Other Package Modules

  • dbshelve.py: This is an implementation of the standard Python shelve concept for storing objects that uses berkeleydb specifically, and also exposes some of the more advanced methods and capabilities of the underlying DB.

  • dbtables.py: This is a module by Gregory Smith that implements a simplistic table structure on top of a DB.

  • dbutils.py: A catch-all for python code that is generally useful when working with DB’s

  • dbobj.py: Contains subclassable versions of DB and DBEnv.

  • dbrecio.py: Contains the DBRecIO class that can be used to do partial reads and writes from a DB record using a file-like interface. Contributed by Itamar Shtull-Trauring.

Testing

A full unit test suite is being developed to exercise the various object types, their methods and the various usage modes described in the introduction. PyUnit is used and the tests are structured such that they can be run unattended and automated. There are currently 482 test cases! (March 2010)

Reference

See the C language API online documentation on Oracle’s website for more details of the functionality of each of these methods. The names of all the Python methods should be the same or similar to the names in the C API.

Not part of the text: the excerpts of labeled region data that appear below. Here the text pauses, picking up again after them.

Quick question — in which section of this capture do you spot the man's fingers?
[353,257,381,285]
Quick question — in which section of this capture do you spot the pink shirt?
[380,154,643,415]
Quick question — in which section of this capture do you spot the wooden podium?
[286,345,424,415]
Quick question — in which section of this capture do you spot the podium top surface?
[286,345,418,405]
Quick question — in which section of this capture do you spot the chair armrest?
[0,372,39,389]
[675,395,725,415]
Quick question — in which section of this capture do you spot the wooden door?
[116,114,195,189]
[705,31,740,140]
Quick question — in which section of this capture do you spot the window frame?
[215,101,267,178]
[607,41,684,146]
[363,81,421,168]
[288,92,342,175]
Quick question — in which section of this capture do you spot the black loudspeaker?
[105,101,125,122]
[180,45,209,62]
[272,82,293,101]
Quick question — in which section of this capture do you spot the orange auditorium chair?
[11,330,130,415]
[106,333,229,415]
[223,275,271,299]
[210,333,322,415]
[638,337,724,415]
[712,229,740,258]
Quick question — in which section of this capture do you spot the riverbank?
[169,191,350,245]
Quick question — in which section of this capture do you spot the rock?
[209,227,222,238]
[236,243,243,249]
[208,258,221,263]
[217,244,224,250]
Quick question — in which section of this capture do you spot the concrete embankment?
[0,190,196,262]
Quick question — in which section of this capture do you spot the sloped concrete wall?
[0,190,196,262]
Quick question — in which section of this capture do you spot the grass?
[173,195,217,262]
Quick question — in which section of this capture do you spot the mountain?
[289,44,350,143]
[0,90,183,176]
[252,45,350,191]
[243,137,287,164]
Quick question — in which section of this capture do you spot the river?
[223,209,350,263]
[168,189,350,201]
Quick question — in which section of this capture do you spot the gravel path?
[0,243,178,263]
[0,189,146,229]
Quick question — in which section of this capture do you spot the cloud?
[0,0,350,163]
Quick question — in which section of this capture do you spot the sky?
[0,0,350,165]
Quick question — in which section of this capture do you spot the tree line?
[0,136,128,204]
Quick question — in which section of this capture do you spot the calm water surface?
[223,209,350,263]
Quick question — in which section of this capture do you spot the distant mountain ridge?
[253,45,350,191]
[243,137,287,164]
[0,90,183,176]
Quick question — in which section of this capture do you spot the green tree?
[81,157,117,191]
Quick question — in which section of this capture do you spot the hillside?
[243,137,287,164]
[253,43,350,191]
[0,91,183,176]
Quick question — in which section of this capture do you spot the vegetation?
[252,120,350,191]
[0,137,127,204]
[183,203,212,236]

Oracle Berkeley DB is very powerful and versatile, but it is complex to use correctly. Oracle documentation is very complete. Please, review it.

NOTE: All the methods shown below having more than one keyword argument are actually implemented using keyword argument parsing, so you can use keywords to provide optional parameters as desired. Those that have only a single optional argument are implemented without keyword parsing to help keep the implementation simple. If this is too confusing let me know and I’ll think about using keywords for everything.